Los misioneros capuchinos prosiguen las actuaciones iniciadas por Monseñor Labaka con los indígenas en la Amazonía

images (7)El año pasado se cumplieron 25 años de la muerte de Monseñor Alejandro Labaka y la religiosa Inés Arango lanceados en la selva amazónica ecuatoriana. Los misioneros capuchinos Fídel Aizpurua y José Miguel Goldaraz ofrecieron una charla en la diócesis de Bilbao recordando la labor que realizó Labaka a favor de los derechos de los indígenas. Les acompañó, Xabier Parra, responsable de los proyectos de colaboración de los capuchinos.

-¿Cómo te embarcaste en la misión capuchina siendo laico?

– Soy navarro. Mi familia siempre ha estado muy cerca de los frailes. Mis primeros recuerdos tienen que ver con la historia de la muerte de Alejandro Labaka. Tuve diversas experiencias de voluntariado que corroboraron mi idea de hacer algo diferente. Estudié sociología y empecé a opositar, pero no me encontraba a gusto.

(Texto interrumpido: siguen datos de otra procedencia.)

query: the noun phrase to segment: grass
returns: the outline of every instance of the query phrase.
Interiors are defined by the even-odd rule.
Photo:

Me fui a la Amazonía para un año y me quedé casi cinco.

-¿Qué encontraste en la selva para que te enganchara?

– Me había informado de las características de mi destino y por eso, mi primer contacto con Coca fue el que más o menos esperaba. Es un lugar que ha crecido desordenadamente, sin ninguna planificación. Parece más un campo petrolero que una ciudad. Viví allí realizando proyectos del vicariato de la pastoral de minorías, que es una de las líneas que con más fuerza impulsó Alejandro Labaka. Me quedé porque era lo que realidad me gustaba.

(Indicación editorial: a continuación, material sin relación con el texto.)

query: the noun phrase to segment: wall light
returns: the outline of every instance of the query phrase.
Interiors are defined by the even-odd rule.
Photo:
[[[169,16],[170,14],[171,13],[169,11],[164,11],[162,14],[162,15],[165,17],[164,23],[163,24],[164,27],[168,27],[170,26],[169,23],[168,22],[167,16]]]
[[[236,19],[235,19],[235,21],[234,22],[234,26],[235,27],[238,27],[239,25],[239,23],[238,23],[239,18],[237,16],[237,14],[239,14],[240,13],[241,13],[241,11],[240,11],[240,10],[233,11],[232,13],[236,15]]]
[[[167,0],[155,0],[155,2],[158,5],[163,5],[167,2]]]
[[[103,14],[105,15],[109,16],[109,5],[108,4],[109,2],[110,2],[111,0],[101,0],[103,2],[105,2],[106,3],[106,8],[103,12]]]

-¿Se recuerda a Alejandro Labaka entre la población indígena?

-Una gran mayoría de los Huaorani son menores de 18 años por lo que han conocido su labor gracias a la tradición oral. Sin embargo, en la provincia de Orellana, perduran aún varios proyectos iniciados por él. Por ejemplo, se vedó una porción de territorio a la entrada de petróleo y hoy en día es una reserva para los indígenas aislados. Queda el legado de sus escritos, que hablaban de planificar la política estatal para que los pueblos indígenas pudieran desarrollarse igual que los demás habitantes. En el vicariato ha quedado una mística y una forma de trabajar especial que ha ido dando sus frutos tras la muerte de Alejandro.

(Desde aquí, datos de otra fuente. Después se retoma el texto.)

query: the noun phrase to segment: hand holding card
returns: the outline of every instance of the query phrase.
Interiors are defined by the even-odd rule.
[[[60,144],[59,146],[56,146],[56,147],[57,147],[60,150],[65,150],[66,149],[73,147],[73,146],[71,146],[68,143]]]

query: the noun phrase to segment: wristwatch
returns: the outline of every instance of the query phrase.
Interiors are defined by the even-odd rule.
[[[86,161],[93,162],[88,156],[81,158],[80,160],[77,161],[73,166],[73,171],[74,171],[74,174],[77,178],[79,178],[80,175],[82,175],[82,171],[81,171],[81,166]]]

-¿Ha cambiado la situación para la población autóctona?

-Viven una realidad compleja que cabalga entre una vida ancestral o más relacionada con la naturaleza y otra, ligada a una sociedad que se les ha impuesto. No se les ha dejado decidir. Alejandro siempre reivindicaba sus derechos por encima de los intereses de las petroleras.

-¿Siguen con las prosprecciones?

– Sí, en la zona baja. Hace dos semanas hubo un derrame de petróleo al río. Unos 500 kilómetros. están contaminados y una provincia entera está sin agua. Estas situaciones generan muchas tensiones entre los grupos aislados. Hace poco hubo una matanza entre ellos. Se quieren imponer unas reglas culturales y una realidad sin haber dado una cultura de paz al pueblo.

Ahora trabajo en Madrid como encargado de la organización de los proyectos sociales como el de los Huaorani.